The sctransform function in Seurat was used for normalization and variance stabilization of raw UMI counts based on regularized negative binomial regression models of the count by cellular sequencing depth relationship for each gene while controlling for mitochondrial mapping percentage as a confounding source of variation.
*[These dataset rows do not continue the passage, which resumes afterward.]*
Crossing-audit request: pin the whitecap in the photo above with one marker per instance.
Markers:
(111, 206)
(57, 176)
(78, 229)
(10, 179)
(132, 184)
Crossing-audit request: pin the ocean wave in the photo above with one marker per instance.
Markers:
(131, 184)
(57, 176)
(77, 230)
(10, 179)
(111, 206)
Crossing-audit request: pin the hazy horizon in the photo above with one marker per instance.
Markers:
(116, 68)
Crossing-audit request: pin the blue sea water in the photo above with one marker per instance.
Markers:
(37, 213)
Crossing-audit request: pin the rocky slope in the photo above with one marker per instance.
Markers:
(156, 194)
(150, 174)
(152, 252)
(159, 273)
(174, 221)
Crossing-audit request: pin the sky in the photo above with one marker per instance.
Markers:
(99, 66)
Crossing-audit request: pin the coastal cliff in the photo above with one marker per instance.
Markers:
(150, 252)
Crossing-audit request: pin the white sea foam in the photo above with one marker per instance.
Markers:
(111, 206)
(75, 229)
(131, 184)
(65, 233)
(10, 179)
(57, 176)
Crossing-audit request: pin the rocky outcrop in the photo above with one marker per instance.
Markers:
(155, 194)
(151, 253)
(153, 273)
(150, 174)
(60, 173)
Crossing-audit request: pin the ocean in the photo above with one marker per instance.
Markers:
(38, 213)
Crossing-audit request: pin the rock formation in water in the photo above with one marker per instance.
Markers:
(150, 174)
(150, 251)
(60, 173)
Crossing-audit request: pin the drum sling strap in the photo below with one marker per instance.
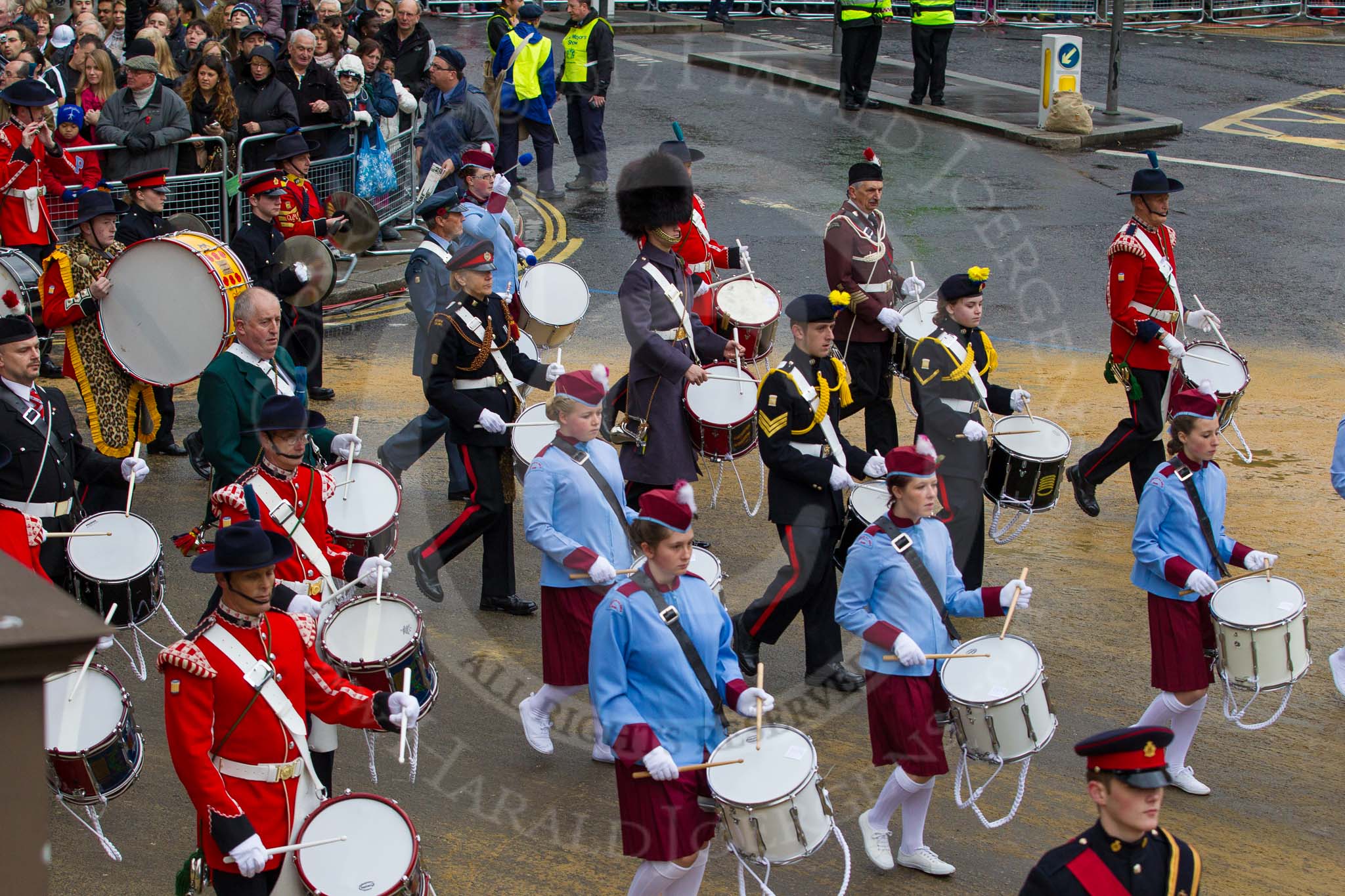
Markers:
(1185, 477)
(671, 618)
(583, 458)
(906, 547)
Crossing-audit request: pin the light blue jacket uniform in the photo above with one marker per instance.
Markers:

Resulting Pearson’s residuals were used to identify the most variable features in each dataset (n=3,000 by default), followed by dimensionality reduction by PCA and UMAP, shared nearest neighbor (SNN) graph construction based on the Euclidean distance between cells in principal component space, and unbiased clustering of cells by Louvain modularity optimization. Optimal clustering solutions for each dataset were determined by building cluster trees and evaluating the SC3 stability index for every cluster iteratively at ten different clustering resolutions with the clustree function in R. The effect of cell-cycle variation on clustering was examined by calculating and regressing out cell-cycle phase scores in a second iteration of sctransform, based on the expression of canonical G2/M and S phase markers. Consistent with the developmental context of the interrogated datasets, cell-cycle differences were found to covary with cell-type and retained in final analyses as biologically relevant sources of heterogeneity. Cluster compositions were checked to confirm comparable distributions of experimental batch, replicate ID, and genotype metadata. Cluster annotations for cell-type were determined based on the expression of known cell-type and cortical layer markers curated from the literature. Clusters exhibiting cell-type ambiguity were further sub-clustered to refine annotations or dropped from downstream analysis in case of inconclusive results (human cl.7 and cl.16; mouse cl. 25 and cl. 27).
Seahorse Mitochondrial Stress Assay
HEK-293T cells that had been engineered to carry the 3q29Del (3q29Del), PAK2 knockout (PAK2), and mock-edited control cells (CTRL) were plated on poly-D-lysine coated 96-well Seahorse assay plates (XF96, Agilent) in DMEM (Gibco A144300) supplemented with 10% FBS, 2mM L-glutamine, 1mM sodium pyruvate, and either 10mM D-(+)-glucose (“Glu”, 7.5E3 cells/well) or 10mM galactose (“Gal”,15E3 cells/well). After 48 hours, cells were washed twice in XF DMEM Assay Medium (Agilent) with either glucose or galactose (10mM) supplemented with 1mM pyruvate, and 2mM glutamine.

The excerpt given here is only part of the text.